How’s this for a jazz bio: For almost 60 years Franco Ambrosetti has been an active, respected trumpet player on the European scene. For 30 of those years he also ran Ambrosetti Industrial Group, as CEO and eventually chairman. (The company manufactured steel wheels for vehicles and landing gear for airplanes.) He has recorded 28 albums as a leader, often assembling all-star bands with people like Kenny Barron, Tommy Flanagan, Dave Holland, and Phil Woods.

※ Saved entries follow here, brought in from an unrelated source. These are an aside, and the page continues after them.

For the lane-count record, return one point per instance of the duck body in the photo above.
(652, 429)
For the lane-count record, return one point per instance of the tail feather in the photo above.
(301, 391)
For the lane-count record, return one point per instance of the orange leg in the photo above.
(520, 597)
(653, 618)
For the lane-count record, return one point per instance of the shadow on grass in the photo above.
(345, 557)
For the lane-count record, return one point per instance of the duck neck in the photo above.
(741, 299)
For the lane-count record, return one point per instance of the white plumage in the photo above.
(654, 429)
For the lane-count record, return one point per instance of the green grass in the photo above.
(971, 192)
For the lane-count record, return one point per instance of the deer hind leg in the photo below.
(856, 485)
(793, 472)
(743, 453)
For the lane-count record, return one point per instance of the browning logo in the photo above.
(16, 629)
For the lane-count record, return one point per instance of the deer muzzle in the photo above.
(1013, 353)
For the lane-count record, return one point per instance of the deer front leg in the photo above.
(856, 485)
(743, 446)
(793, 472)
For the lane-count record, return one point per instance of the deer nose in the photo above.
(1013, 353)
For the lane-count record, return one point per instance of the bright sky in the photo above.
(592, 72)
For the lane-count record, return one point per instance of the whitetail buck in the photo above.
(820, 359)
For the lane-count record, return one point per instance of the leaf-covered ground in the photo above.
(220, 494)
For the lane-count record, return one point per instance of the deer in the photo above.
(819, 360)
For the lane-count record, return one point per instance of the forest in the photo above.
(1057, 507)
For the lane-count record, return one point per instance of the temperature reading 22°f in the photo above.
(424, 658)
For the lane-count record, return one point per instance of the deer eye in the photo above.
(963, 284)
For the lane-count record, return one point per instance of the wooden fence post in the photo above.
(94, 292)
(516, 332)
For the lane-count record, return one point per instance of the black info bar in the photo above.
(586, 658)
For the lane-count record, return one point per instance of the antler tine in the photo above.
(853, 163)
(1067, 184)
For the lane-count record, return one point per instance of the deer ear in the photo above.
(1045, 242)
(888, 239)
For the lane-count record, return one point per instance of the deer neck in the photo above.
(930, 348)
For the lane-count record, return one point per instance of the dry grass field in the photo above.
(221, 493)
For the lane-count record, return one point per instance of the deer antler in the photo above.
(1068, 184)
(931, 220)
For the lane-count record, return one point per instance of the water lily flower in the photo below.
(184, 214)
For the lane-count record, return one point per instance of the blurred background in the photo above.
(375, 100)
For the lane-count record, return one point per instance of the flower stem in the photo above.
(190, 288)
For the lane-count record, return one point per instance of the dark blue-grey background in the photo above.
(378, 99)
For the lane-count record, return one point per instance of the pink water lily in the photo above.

For Long Waves, he hired John Scofield, Uri Caine, Scott Colley, and Jack DeJohnette. They make a remarkably relaxed, selfless, natural band. Ambrosetti, 77, has a clean, warm tone and refined ideas about lyricism. He writes attractive tunes like the sinuous “Milonga” and the deceptively intense title track. With these sidemen, he has special resources available to execute his ensemble concepts. Every time Scofield steps forward, his bright, biting guitar sound and his vivid clarity are familiar, but it’s fun to hear him in this new context; his solos are spontaneous fresh compositions derived from Ambrosetti’s originals. As for Caine, he credibly and creatively adopts straight-ahead jazz piano for this session and swings his ass off. DeJohnette gets his moments too. On “Try Again,” after the theme restatement, he offers a concise, powerful, typically definitive drum treatise. “Old Folks” is a ballad in this band’s wheelhouse. Ambrosetti interprets it twice, tenderly and passionately, and Scofield inserts a glowing vignette on the bridge in between Ambrosetti’s solos.
Another virtue of Long Waves must be called out. No more than 15 seconds into the first track, you realize that the audio quality is extraordinary. Then you look at the credits and you know why: It was recorded by Jim Anderson. If he is not the best engineer in jazz, he is on a very short list.